CELL PHONE BAN WHILE DRIVING
Cell phone use while driving is categorized as a distraction. Research has shown that cell phone use whether talking or texting is the major cause of accidents. Though mobile use while driving is common, it is widely considered dangerous.
This has made many jurisdictions to make the use of cell phones while driving illegal. Others have enacted laws against hand held mobile phones but allow use of a hands free device. In other cases restrictions are directed only to minors or those who are newly qualified license holders.
A research was done to show the risk of cell phone use while driving through a questionnaire by SAAQ (Societe de l’ assurance automobile du Quebec) in 2003. 36,078 drivers responded.
The questionnaire asked about driving habits, risk exposure, collisions over the past 24 months, socio-demographic information, and cell phone use. The questionnaires were supported with data from cell phone companies and accident records held by police.
The study showed that the overall Relative Risk (RR) of having an accident for cell phone users when compared to non-cell phone users averaged 1.38 across all groups. When adjusted for kilometers driven per year and other crash risk exposures, RR was 1.11 for men and 1.21 for women. They also found out that increased cell phone use correlated with an increase in RR.
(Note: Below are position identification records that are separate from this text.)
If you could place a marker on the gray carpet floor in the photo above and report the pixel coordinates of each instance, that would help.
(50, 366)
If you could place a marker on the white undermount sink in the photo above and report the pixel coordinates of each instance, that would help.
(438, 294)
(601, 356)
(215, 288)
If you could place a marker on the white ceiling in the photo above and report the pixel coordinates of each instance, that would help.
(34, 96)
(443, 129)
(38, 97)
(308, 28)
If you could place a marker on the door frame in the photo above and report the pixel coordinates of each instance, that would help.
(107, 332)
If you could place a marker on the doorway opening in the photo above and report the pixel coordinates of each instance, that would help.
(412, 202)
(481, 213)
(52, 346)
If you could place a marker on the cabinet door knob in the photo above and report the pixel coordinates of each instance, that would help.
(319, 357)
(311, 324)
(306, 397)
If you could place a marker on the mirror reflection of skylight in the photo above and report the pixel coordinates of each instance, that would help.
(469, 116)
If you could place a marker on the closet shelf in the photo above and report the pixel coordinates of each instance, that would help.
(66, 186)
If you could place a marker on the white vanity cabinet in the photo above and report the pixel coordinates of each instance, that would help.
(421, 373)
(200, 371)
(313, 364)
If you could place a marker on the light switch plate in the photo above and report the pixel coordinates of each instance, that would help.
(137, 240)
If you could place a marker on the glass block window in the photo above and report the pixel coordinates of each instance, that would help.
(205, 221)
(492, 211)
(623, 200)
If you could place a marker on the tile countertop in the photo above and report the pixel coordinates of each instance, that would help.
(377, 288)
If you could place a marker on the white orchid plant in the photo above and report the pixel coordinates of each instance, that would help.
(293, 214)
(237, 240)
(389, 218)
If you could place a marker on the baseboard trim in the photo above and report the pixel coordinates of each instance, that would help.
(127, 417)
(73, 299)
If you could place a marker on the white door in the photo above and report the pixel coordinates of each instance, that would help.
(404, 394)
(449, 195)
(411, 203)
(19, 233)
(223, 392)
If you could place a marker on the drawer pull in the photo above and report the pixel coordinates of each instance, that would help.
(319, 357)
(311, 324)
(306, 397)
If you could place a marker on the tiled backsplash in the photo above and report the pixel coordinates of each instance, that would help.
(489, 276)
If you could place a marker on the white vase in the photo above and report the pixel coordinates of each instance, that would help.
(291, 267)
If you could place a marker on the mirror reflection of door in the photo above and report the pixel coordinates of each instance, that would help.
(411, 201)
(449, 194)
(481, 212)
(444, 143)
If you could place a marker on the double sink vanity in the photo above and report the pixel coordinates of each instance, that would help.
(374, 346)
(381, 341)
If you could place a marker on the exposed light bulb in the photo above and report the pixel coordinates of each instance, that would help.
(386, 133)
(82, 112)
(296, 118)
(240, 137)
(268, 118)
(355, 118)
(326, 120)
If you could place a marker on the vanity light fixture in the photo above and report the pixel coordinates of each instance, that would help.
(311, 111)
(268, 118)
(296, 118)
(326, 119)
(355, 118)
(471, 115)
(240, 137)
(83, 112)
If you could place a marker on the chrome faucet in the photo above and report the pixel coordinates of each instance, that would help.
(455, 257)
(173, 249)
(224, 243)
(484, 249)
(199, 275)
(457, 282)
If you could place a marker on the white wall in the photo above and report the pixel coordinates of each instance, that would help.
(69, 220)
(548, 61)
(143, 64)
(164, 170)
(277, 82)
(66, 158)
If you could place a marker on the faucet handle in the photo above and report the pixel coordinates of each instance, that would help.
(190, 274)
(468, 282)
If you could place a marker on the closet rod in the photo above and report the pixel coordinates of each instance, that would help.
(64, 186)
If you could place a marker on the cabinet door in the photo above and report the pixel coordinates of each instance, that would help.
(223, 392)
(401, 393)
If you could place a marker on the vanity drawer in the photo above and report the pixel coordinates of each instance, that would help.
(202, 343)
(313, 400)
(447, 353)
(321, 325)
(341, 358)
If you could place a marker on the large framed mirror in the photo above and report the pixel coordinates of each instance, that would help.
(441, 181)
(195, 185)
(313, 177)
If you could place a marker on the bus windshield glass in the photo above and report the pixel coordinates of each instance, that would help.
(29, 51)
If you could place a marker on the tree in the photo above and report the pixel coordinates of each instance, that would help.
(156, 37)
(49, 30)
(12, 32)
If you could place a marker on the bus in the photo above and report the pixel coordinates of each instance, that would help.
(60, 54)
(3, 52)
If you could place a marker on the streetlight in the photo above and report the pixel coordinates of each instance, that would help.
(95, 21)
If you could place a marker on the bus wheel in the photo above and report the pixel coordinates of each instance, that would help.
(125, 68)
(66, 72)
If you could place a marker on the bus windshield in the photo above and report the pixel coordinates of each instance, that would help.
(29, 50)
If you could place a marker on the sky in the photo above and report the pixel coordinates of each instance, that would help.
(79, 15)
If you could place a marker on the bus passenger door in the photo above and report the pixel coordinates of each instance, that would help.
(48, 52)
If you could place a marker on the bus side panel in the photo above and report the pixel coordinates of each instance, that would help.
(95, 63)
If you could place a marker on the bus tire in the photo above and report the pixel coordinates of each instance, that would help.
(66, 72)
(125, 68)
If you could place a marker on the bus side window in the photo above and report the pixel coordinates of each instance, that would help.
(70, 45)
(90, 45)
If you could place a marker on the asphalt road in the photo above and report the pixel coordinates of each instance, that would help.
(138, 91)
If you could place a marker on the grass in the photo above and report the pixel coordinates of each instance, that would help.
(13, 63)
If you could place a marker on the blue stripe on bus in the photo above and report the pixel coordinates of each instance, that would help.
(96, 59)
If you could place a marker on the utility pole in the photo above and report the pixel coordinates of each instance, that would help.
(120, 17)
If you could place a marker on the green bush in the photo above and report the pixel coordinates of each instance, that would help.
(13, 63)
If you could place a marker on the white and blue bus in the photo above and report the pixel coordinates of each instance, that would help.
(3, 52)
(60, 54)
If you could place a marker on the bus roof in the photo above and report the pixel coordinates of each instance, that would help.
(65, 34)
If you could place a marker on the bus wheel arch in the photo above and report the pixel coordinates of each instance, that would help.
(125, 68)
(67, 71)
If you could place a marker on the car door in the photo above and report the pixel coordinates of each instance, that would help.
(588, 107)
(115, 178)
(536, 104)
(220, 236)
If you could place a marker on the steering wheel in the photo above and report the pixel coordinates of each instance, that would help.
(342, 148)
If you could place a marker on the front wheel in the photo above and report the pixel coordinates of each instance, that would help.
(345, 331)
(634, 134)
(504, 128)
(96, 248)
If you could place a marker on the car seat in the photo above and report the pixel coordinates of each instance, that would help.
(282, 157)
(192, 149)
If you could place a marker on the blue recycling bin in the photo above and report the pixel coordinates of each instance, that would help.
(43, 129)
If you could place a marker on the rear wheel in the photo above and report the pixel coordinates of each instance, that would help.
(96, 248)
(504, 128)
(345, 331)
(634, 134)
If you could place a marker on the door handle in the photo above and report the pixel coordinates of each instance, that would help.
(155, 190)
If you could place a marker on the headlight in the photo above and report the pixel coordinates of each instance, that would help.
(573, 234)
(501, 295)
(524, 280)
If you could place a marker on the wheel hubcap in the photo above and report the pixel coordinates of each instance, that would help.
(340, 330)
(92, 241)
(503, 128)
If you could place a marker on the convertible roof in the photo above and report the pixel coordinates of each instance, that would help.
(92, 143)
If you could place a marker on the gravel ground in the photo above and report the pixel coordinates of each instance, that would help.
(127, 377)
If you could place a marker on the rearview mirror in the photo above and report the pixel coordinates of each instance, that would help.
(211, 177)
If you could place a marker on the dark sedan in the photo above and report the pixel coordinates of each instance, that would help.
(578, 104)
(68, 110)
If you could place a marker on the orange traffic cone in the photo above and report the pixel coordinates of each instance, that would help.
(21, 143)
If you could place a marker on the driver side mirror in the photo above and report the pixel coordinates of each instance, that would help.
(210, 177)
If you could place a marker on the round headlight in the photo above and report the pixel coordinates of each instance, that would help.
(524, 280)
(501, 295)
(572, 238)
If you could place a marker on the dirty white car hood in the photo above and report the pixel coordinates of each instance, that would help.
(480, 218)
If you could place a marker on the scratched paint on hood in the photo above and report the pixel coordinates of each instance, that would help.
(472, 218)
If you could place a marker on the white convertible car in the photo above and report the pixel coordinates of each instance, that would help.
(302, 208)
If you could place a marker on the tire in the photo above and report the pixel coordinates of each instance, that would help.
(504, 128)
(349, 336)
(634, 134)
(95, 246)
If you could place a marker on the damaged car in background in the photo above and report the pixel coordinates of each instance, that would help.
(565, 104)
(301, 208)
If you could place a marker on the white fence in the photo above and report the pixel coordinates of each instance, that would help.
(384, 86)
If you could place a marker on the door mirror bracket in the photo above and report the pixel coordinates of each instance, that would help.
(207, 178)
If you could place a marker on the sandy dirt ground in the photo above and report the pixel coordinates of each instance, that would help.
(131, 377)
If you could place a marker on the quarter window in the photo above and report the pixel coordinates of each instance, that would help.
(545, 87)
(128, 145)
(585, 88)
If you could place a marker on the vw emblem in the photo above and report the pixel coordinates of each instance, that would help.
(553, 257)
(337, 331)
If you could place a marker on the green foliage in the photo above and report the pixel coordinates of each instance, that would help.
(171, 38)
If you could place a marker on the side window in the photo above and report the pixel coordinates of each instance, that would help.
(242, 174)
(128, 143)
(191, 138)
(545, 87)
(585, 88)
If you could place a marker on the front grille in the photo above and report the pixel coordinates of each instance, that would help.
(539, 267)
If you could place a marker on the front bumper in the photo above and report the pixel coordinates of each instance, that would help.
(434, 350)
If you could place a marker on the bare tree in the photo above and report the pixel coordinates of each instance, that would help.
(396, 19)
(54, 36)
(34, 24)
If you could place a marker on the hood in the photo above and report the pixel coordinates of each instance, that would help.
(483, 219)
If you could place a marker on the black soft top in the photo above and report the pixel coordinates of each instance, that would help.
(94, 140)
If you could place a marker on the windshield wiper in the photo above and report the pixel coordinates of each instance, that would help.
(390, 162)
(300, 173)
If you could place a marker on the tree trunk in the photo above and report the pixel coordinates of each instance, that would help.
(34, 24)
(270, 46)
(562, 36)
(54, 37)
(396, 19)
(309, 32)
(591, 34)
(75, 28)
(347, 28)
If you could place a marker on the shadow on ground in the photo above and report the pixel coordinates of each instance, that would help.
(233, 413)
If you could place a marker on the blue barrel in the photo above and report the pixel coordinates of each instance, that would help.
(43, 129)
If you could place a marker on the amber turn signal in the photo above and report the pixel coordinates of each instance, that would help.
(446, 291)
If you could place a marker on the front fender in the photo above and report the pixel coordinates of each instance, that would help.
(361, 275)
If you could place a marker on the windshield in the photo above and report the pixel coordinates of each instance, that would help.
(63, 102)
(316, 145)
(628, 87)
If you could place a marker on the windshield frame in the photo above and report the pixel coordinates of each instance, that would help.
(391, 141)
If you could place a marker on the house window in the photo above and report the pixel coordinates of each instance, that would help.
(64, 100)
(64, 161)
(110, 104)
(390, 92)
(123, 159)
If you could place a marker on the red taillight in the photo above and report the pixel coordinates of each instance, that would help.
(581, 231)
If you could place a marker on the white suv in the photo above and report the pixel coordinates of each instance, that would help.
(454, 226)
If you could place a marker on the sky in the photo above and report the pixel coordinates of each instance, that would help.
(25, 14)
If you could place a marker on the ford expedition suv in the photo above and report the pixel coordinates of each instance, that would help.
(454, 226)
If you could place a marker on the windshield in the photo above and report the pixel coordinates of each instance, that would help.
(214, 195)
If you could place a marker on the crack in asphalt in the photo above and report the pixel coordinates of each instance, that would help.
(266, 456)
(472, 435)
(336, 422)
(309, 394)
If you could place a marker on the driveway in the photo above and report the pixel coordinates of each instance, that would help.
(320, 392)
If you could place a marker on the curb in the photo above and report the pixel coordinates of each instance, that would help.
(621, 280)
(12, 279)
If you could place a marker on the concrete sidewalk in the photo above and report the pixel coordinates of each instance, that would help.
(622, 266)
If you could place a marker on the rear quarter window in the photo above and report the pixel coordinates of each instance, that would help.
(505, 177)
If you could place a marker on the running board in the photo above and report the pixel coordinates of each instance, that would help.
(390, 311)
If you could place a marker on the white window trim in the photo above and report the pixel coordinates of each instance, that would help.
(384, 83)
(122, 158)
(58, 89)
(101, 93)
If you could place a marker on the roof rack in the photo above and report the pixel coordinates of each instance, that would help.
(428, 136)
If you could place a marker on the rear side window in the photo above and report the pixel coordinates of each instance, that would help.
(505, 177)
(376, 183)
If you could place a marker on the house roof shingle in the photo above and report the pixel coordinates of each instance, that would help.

All state-level cell phone use laws in the U.S. are of primary enforcement type meaning an officer may cite a driver for using a hand-held cell phone without any other traffic offence having taken place – except in some cases involving newer, or novice drivers.
In case of secondary enforcement, a police officer may only stop or cite a driver for cell phone use if the driver has committed another primary violation at the same time.
The annual cost of distracted driving is U.S. $43 billion in damages. All this for an avoidable risk.